Water Shedding by Beth Konkoski
Source: GBF Paperback, 26 pgs. I am an Amazon Affiliate
Water Shedding by Beth Konkoski is a chapbook of stunning images that illustrate the shedding of an old self to make way for the emergence of another. In the opening poem, "Linger," the narrator recalls how they needed to fit into a mold of another. "Burning any fringe/or edge you don't like,/I beg to fit in your chosen/mold, to slide like a wedge/of orange between your teeth./" But the poem unravels this past to show readers that even as it hurts to break this mold, the narrator must relearn to use muscles that haven't done much lifting.
From "Fragile, Do Not Drop" (pg. 2)
On a good day, I sense I'm breathing through glass not shards cutting deep, just a dome of fine glass
I can almost press my hand to the edges, but then fall, an insect captured beneath glass.
In each of these poems there is an energy that is contained, and while the narrator laments the lack of freedom to just be who they are, they also are afraid of what's outside the safety of their carefully crafted world. But in "When I Was Eleven," we see a brief moment of that freedom as the children head out into the night to catch fireflies or ride off on their bikes in summer. Later in "Sleep-Away Camp," Konkoski explores the tight grip of fear with the story of Hansel and Gretel. She illustrates how fear is limiting, leaving the children without knowledge of the truffles in the forest or the beauty of the creek because the fear of the witch is ever prominent in their lives. "...we cage them with safety/and wonder when they do not flourish." (pg. 6)

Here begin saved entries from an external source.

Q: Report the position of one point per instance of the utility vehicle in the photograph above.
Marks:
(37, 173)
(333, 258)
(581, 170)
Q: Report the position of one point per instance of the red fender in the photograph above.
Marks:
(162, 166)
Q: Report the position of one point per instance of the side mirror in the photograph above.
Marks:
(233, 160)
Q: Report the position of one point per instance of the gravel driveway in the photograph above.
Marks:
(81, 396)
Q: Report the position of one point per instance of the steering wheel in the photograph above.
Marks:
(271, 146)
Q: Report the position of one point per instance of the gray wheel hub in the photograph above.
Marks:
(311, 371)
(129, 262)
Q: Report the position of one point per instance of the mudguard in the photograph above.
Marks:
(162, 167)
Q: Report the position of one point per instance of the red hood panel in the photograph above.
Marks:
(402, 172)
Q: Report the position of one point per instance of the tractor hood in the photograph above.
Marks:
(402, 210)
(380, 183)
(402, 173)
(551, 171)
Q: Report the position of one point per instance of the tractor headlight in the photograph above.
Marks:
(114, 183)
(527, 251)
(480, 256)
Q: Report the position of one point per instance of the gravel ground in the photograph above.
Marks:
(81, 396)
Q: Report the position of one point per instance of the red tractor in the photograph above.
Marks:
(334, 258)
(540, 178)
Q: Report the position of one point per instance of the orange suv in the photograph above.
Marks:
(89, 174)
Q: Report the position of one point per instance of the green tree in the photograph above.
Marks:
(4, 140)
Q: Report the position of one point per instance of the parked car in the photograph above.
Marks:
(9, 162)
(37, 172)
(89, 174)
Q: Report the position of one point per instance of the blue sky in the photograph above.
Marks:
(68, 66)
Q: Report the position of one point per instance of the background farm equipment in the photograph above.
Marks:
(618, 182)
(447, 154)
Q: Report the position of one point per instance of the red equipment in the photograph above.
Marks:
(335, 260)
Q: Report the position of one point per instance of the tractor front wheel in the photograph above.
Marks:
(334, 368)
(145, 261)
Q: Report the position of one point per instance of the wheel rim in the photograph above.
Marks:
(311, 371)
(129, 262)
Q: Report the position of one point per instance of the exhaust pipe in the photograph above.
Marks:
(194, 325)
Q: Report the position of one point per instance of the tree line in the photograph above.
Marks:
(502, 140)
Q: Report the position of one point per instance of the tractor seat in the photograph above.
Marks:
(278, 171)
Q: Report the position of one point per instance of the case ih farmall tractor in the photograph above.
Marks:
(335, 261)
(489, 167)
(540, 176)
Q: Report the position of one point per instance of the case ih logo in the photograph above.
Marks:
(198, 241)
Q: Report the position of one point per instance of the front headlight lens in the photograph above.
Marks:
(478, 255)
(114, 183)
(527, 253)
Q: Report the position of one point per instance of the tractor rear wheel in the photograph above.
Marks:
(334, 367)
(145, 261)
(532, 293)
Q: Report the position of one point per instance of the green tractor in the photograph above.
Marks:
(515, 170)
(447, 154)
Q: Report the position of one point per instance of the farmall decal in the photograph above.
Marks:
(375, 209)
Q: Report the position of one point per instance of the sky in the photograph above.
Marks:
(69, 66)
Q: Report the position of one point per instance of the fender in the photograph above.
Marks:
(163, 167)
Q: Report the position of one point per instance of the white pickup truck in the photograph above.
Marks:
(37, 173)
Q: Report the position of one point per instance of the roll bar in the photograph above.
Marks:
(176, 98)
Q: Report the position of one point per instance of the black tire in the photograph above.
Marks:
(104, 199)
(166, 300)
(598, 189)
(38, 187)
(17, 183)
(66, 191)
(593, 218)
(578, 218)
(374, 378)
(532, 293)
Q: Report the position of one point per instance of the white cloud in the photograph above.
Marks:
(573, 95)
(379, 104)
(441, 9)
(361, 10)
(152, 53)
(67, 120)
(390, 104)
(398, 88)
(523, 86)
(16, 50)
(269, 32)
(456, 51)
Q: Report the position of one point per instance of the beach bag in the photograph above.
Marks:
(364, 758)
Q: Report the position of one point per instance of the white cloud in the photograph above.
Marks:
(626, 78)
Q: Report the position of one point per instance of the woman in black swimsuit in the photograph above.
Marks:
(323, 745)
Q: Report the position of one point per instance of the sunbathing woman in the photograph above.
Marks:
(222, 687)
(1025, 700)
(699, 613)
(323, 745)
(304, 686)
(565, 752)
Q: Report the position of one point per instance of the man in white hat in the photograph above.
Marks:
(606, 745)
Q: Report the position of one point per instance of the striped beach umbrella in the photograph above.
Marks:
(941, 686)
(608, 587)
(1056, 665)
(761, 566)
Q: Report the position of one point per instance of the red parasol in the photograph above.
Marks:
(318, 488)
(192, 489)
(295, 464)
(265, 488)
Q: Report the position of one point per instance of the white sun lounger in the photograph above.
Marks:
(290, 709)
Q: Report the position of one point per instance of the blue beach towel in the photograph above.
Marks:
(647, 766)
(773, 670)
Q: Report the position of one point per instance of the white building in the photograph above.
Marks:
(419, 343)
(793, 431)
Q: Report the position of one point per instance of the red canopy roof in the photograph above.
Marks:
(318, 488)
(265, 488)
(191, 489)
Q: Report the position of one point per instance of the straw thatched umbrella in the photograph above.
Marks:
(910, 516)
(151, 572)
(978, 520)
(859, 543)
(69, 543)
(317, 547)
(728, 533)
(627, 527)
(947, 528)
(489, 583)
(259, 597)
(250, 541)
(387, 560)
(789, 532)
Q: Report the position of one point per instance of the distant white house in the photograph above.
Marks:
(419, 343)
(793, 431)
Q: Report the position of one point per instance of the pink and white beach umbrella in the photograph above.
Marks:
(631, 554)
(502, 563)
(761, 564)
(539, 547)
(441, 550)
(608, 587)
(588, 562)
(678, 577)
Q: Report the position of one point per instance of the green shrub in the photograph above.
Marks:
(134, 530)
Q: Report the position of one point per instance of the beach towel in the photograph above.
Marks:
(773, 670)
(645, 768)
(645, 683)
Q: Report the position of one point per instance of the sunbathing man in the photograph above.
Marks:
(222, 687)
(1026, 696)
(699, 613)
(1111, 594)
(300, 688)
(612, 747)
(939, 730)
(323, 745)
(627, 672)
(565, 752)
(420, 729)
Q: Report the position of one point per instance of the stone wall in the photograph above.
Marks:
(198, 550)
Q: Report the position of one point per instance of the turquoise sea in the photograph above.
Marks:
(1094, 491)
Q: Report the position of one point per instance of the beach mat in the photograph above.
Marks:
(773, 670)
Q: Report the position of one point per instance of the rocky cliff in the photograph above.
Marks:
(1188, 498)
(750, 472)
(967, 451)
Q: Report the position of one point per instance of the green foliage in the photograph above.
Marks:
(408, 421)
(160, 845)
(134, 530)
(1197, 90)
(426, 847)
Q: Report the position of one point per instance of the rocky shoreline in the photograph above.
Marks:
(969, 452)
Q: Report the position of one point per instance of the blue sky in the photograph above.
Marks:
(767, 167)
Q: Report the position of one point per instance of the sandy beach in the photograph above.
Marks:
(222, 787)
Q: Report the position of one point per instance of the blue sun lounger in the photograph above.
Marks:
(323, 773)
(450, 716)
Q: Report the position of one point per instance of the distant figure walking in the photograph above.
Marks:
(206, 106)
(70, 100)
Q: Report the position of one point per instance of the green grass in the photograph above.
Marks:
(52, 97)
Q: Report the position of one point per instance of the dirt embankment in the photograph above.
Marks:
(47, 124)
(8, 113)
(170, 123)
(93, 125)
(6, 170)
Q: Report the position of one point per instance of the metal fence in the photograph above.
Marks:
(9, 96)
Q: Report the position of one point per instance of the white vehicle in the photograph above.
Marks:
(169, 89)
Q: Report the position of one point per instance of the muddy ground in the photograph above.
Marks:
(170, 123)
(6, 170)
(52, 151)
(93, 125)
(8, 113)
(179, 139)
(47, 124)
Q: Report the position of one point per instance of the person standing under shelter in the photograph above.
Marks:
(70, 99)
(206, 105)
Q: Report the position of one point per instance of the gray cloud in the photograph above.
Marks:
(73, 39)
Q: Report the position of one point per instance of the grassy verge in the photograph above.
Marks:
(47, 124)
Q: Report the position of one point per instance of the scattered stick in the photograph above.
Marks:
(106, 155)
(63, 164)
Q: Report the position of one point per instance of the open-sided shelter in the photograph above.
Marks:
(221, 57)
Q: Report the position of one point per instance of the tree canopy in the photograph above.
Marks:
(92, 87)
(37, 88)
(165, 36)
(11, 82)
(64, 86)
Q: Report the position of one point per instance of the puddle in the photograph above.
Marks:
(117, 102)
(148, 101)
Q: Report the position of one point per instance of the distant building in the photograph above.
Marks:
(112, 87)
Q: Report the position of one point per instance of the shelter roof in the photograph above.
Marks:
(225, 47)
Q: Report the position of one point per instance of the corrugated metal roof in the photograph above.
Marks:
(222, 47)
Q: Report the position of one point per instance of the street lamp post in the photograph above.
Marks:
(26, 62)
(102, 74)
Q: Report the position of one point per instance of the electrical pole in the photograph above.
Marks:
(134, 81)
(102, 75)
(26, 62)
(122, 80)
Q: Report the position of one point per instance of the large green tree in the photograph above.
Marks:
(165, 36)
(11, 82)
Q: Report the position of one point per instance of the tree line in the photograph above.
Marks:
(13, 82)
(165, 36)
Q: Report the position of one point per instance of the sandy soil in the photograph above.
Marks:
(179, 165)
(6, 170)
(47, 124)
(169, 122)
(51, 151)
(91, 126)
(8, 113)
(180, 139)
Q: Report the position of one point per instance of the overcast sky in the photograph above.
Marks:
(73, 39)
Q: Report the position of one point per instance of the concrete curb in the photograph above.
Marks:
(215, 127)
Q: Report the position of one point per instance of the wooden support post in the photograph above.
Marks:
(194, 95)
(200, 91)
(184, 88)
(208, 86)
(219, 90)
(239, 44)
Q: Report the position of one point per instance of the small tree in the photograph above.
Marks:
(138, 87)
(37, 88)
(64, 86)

Water Shedding by Beth Konkoski takes readers on a journey through motherhood, being a daughter and a wife. She discovers the beauty in the cages, while slowly breaking free from the fear that creates those confinements. Her poems evoke nature in a way that calls readers to take a breath in their own lives and really consider the beauty in it. We do not need to completely shed ourselves to be free, but we can bend like the river and flow like the water beneath the obstacles and around them.
RATING: Quatrain
About the Poet:
Beth Konkoski is a writer and high school English teacher who lives in Northern Virginia with her husband and two children. She has published poetry, fiction, and non-fiction in more than fifty literary journals. Her first chapbook of poems, “Noticing the Splash,” was published in 2010 by BoneWorld Press.